Ein halbes Dutzend verschiedener Weine produziert die kleine Domaine im französischen Südwesten. Keiner davon fügt sich in ein Schema, keiner entspricht einem Stereotyp, jeder steht für sich, einzigartig, berückend, ebenso meisterhaft wie spielerisch, ebenso sinnlich wie intellektuell. Wie so etwas gelingt? Indem man alles in Frage stellt und alles neu denkt, wie es vielleicht nur Aus- und Seiteneinsteiger können, die ohne die Last der Traditionen und des Fachwissens, der Rezepte und Macht-man-so-Tipps ans Werk gehen. Françoise und Pierre sind solche, Ingenieure beide, Informatiker, Chemiker, Denker, Freigeister, an den besten Hochschulen des Landes ausgebildet.
Seit über 400 Jahren bewirtschaftet Familie Guirardel die von Kies und groben Sänden durchsetzten Lehmböden an den steilen Hängen des Jurançon, von wo aus der Blick weit über saftig-grüne Hügel bis zu den an klaren Tagen am Horizont aufragenden Pyrenäen schweift, mal mehr, mal weniger erfolgreich. Die zum Teil durchaus repräsentative, zum Teil auf’s Notwendigste reduzierte Architektur der in ihren ältesten Teilen aus der Frühzeit des Gutes stammenden Wohn- und Wirtschaftsgebäude legen davon beredtes Zeugnis ab. Das Ende der Domaine schien mit der 14. Generation gekommen, denn Jean liebte zwar das Weinmachen, mochte sich jedoch den Erfordernissen eines immer schwieriger werdenden Marktes nicht beugen. Er verschenkte seine Weine lieber, als sie oder sich zu verbiegen.
Doch dann entscheiden im beinahe letzten Augenblick Tochter Françoise und ihr Mann Pierre ihrem Leben eine radikale Wendung zu geben. Sie verkaufen Haus und Besitz im schicken Grenoble und ziehen auf das verlassene Landgut. Sie bringen die Weinberge in Ordnung und renovieren in Eigenregie Weinkeller und Wohnhaus.
Zwei Rebsorten wachsen seit Jahrhunderten in der Region: Gros Manseng und Petit Manseng. Ihnen gilt sofort Pierres Liebe, sind sie doch optimal an die feuchten Böden und das regenreiche, milde Klima angepasst. Ohne zu zögern, stellt das Paar zunächst auf biologische, dann auf biodynamische Bewirtschaftung der Weinberge um. Die Maschinen dafür entwickelt und baut Pierre aus einfachsten Materialien selbst. Das Gros freilich erledigen sie in Handarbeit.
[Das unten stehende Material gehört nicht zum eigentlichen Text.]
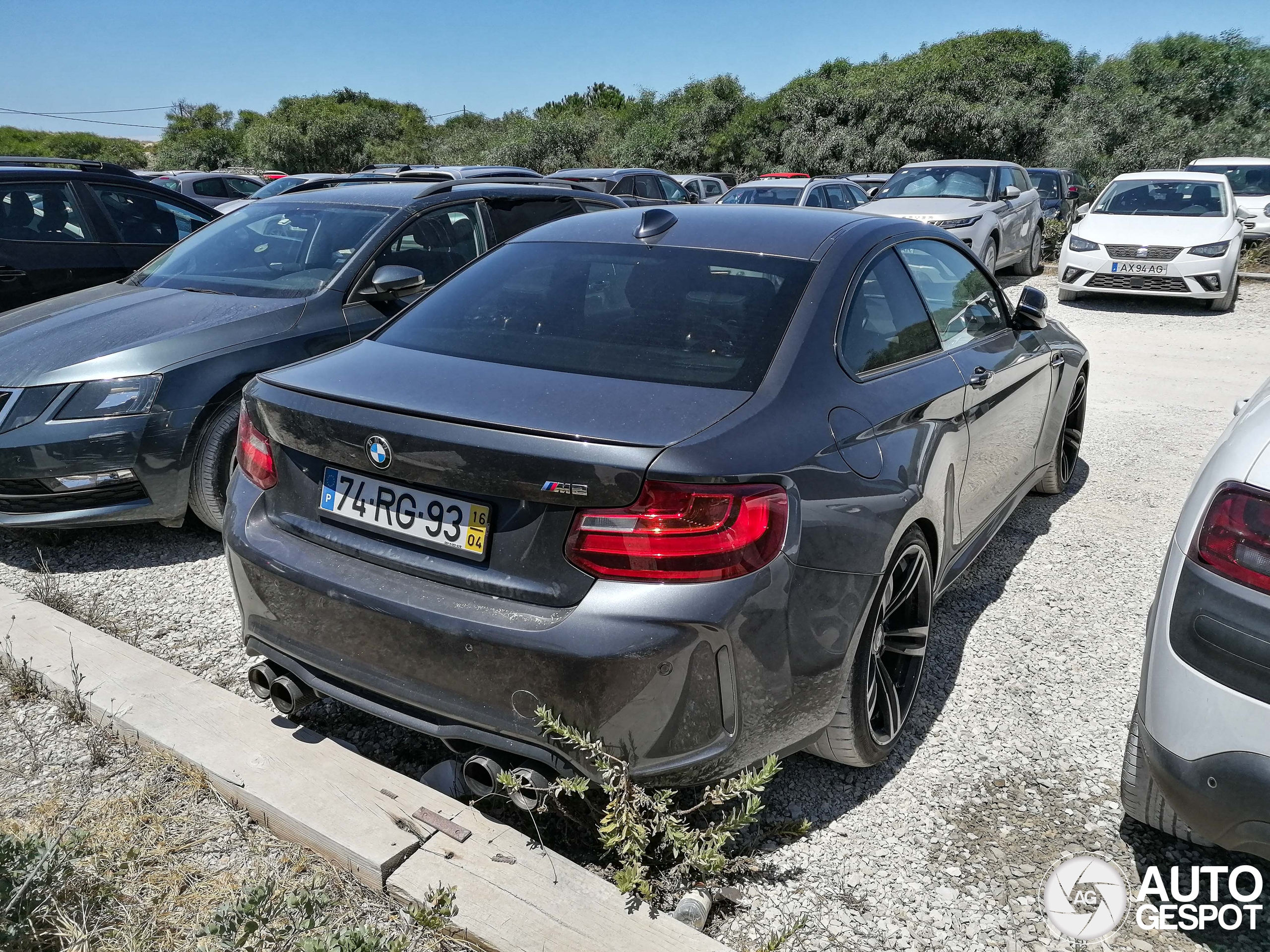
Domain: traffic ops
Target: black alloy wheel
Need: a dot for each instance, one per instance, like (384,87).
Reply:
(897,651)
(1074,428)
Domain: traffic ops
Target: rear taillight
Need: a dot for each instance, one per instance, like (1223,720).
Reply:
(683,532)
(1235,538)
(255,455)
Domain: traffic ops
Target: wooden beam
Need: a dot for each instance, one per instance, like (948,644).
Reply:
(512,895)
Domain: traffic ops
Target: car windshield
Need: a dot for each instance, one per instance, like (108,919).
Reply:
(1245,179)
(939,182)
(1191,200)
(670,315)
(762,194)
(278,186)
(1047,183)
(264,250)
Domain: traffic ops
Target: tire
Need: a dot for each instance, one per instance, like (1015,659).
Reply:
(872,717)
(1227,301)
(990,257)
(1030,266)
(212,465)
(1141,796)
(1067,447)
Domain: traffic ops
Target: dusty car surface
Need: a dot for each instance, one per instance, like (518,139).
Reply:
(693,479)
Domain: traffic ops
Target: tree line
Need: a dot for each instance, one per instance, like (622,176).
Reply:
(1004,94)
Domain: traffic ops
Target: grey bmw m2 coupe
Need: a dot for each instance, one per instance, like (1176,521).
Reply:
(691,477)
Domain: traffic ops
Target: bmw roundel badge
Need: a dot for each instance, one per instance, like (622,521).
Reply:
(379,452)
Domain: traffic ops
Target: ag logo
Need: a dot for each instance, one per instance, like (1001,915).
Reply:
(1085,898)
(379,452)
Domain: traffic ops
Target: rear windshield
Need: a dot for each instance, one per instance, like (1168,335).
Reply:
(668,315)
Das Ergebnis sind Trauben, die perfekt reifen und zum Lesezeitpunkt ein ungewöhnlich ausgewogenes Verhältnis von Zucker, Säure und Aromen aufweisen. Und jetzt beginnt Pierres Abenteuer. Der Chemiker will en detail verstehen, was in seinen Tanks und Fässern passiert, wenn der Most gärt und der Wein reift. Die Hefen scheinen ihm der Schlüssel des Geheimnisses. Er studiert die unterschiedlichen Hefen in seinen Weinen, die Auswirkungen von Temperatur, Druck und Zeit auf ihre Entwicklung, den Einfluss von Sauerstoff auf ihre Aktivität, er selektiert sie, vermehrt sie in einem umgebauten Milchkühler, kurz, er ist mit ihnen gewissermaßen auf du und du. Mittlerweile gelingt es ihm, sie gezielt zu alkoholreduzierter Gärung einzusetzen, mit ihrer Hilfe feinsten Schaumwein zu erzeugen und aus Spätlesetrauben trockene Weine zu machen. Den Prüfern der Appellation ging all das freilich zu weit, sie erkannten den Weinen die „Typizität“ ab, und so verkaufen Françoise und Pierre einen Teil ihrer Weine heute unter dem Label „vin de France“, was jedoch die besten Restaurants Frankreichs nicht hindert, Guirardel auf ihre Karte zu setzen.